Well… he addressed that exploding comments situation inviting an exploration into ePerks in a follow up post. The company itself did what ….. they shouldn’t have, if they valued their reputation. They threatened him. Now, for a company that buys reviews from bloggers to build thier reputation, to threaten a blogger for writing – and from what I hear, Vlad did not criticize the company until then – is like having an axe… don’t know where to put it… look…. there’s my foot…..

This is basically what happened. This was followed by an explosion of bloggers speaking up in support of Vlad (like I am doing right now). It really is no longer the issue what the services of ePerks are anymore. The issue now is their image. For a company paying to get reviewed, it sure has more unpaid reviews now, and none of them that they would want to pay for. I doubt if any of them include a link either. Some examples would be:

My perspectives on this:

  • ePerks: This was an incredibly stupid thing to do, which I guess I don’t need to tell you by now.

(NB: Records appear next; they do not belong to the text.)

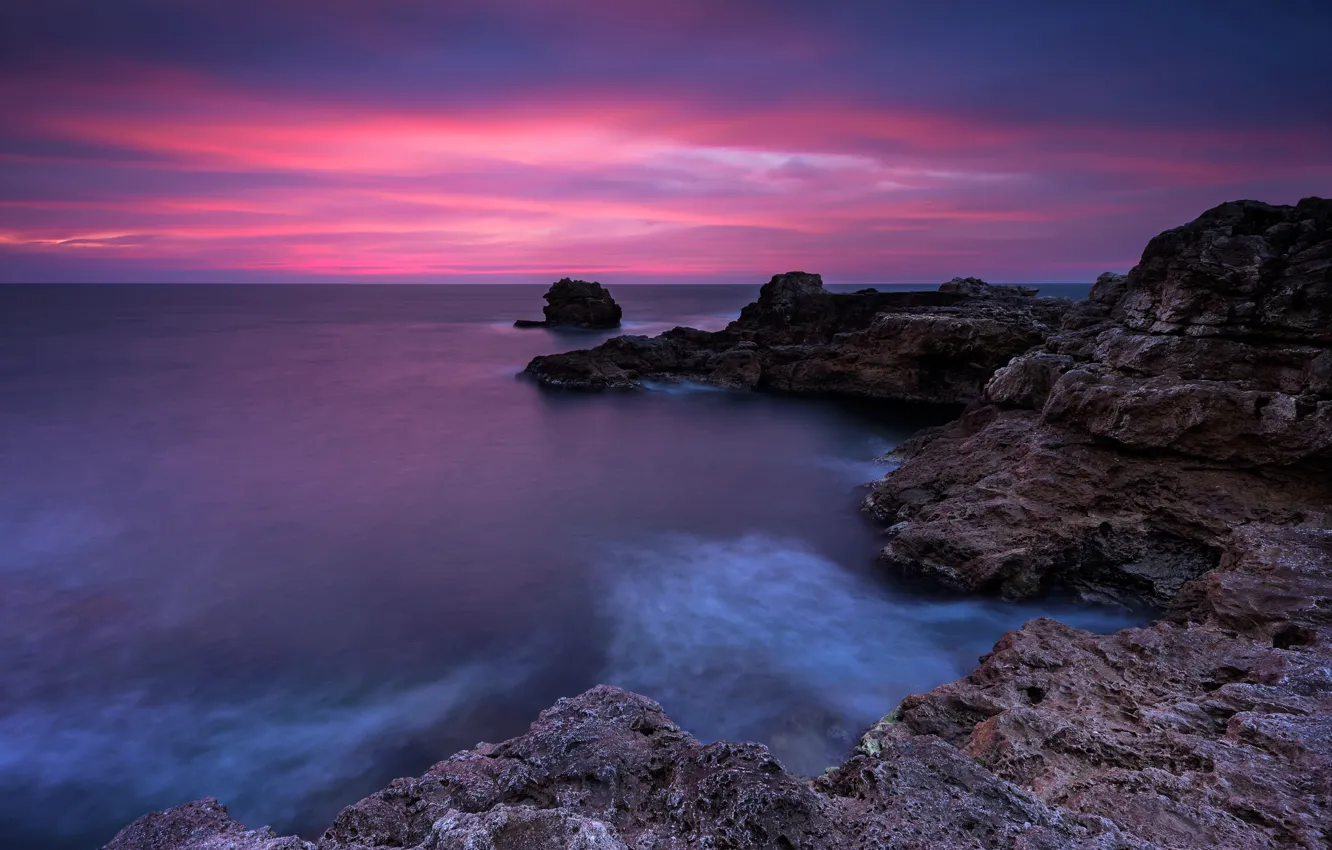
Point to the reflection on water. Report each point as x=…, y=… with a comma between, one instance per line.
x=279, y=545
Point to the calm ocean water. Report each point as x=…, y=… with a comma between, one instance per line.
x=281, y=544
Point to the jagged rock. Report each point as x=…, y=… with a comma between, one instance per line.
x=1214, y=730
x=577, y=304
x=1130, y=457
x=200, y=825
x=1178, y=403
x=609, y=770
x=930, y=347
x=977, y=287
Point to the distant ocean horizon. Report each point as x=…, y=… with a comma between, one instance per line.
x=280, y=544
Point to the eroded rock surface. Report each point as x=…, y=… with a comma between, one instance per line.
x=608, y=770
x=577, y=304
x=929, y=347
x=1170, y=445
x=1178, y=403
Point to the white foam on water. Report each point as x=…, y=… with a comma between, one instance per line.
x=763, y=638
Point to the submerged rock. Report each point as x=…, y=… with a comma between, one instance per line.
x=577, y=304
x=1172, y=444
x=609, y=770
x=930, y=347
x=1212, y=729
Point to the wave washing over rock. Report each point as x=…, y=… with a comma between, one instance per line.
x=1170, y=445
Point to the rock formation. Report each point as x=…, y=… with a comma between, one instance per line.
x=929, y=347
x=1184, y=400
x=608, y=770
x=576, y=304
x=1170, y=445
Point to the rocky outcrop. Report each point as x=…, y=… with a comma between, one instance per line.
x=608, y=770
x=929, y=347
x=1212, y=729
x=1178, y=403
x=577, y=304
x=1168, y=445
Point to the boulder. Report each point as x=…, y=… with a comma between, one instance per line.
x=577, y=304
x=1176, y=404
x=609, y=770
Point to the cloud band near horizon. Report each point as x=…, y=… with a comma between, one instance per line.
x=522, y=141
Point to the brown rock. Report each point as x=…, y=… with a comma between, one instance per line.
x=930, y=347
x=577, y=304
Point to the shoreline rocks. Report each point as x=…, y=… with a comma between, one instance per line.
x=1176, y=404
x=1168, y=445
x=576, y=304
x=797, y=337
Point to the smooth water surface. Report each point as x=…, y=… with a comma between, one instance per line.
x=281, y=544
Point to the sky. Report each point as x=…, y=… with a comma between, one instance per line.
x=634, y=141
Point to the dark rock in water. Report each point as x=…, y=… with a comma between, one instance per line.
x=1208, y=730
x=200, y=825
x=930, y=347
x=977, y=287
x=576, y=304
x=608, y=770
x=1170, y=445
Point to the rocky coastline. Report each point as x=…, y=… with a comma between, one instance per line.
x=1167, y=441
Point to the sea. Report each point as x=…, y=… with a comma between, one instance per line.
x=281, y=544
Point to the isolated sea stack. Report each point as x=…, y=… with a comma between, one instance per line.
x=798, y=337
x=576, y=304
x=1170, y=445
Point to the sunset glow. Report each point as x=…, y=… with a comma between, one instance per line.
x=393, y=153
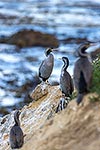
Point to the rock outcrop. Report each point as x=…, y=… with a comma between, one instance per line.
x=28, y=38
x=75, y=128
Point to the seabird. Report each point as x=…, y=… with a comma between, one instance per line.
x=47, y=65
x=83, y=71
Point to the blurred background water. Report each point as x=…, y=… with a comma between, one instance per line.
x=70, y=21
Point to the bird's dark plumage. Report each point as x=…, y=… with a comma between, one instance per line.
x=82, y=72
x=66, y=83
x=16, y=133
x=46, y=66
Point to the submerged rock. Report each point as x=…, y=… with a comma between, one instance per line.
x=28, y=38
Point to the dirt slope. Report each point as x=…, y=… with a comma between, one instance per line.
x=75, y=128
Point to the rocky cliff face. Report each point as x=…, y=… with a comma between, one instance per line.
x=75, y=128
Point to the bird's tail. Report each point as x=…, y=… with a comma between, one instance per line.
x=79, y=98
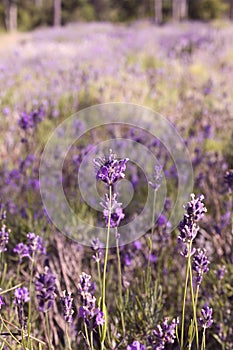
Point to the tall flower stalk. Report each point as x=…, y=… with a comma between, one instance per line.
x=195, y=210
x=155, y=184
x=109, y=170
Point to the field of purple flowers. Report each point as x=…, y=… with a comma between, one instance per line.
x=167, y=289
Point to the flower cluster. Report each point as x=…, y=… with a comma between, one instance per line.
x=4, y=236
x=200, y=264
x=32, y=119
x=92, y=315
x=228, y=178
x=163, y=334
x=45, y=287
x=136, y=346
x=109, y=169
x=114, y=208
x=206, y=320
x=67, y=301
x=21, y=297
x=195, y=210
x=34, y=246
x=156, y=178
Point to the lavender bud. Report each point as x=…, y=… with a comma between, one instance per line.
x=67, y=306
x=136, y=346
x=4, y=236
x=164, y=333
x=45, y=287
x=114, y=208
x=200, y=264
x=206, y=320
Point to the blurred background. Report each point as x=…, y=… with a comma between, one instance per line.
x=29, y=14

If you pay for a review, you get a review. The end. If you don’t like the comments, go camp out on the comments form, address the commenters (which you did). However, threatening a blogger for something he did not do….. You don’t have a leg to stand on. Opinions are opinions. The smart thing would have been to acknowledge the comments, apologize if anyone had suffered inconvenience, and invite them into a dialogue to resolve the issue, or make your stand clear. This could have got you a few free nice posts, for graceful handling. Now, it is just about digging yourself deeper and deeper, and the damage is really beyond control. How many bloggers can you sue? Do they even live within your reach to do that? Really, I see no happy solution for you beyond a massive apology, an attitude shift and big payments to bloggers for damage control.
  • Vlad: I see you doing what you were supposed to be doing initially, but I wonder if you really understood the imact of your second post. While it certainly invited investigation and feedback, I felt that it enouraged making extreme stands, which is good to get lots of comments, but really, how important are comments – at what price?). Though I don’t see how it would have changed anything considering the nature of comments that followed.
  • Common man: I understand your frustration at being scammed and applaud your sharing of your experience so that it may serve to warn possible victims, or provide feedback to ePerks, if they do attempt a change of attitude.
  • The blogging community: I expereince this rush of support for Vlad as one of the strengths of this platform, and the community. I don’t know Vlad at all, but being in his situation (having written about a scam earlier) I know that it is a risk that we get unnecessarily caught up in legal hassles. While we know that there is something inside us that wants us to stand for the truth, it is equally difficult to face legal feed regardless of who will win eventually. I don’t know most of you personally, but this act of solidarity makes me feel that there is support anyway if we stand for our beliefs.
  • For me: The truth needs to be told. If I can do it in a way that facilitates resolution, superb. If not, confrontation it is!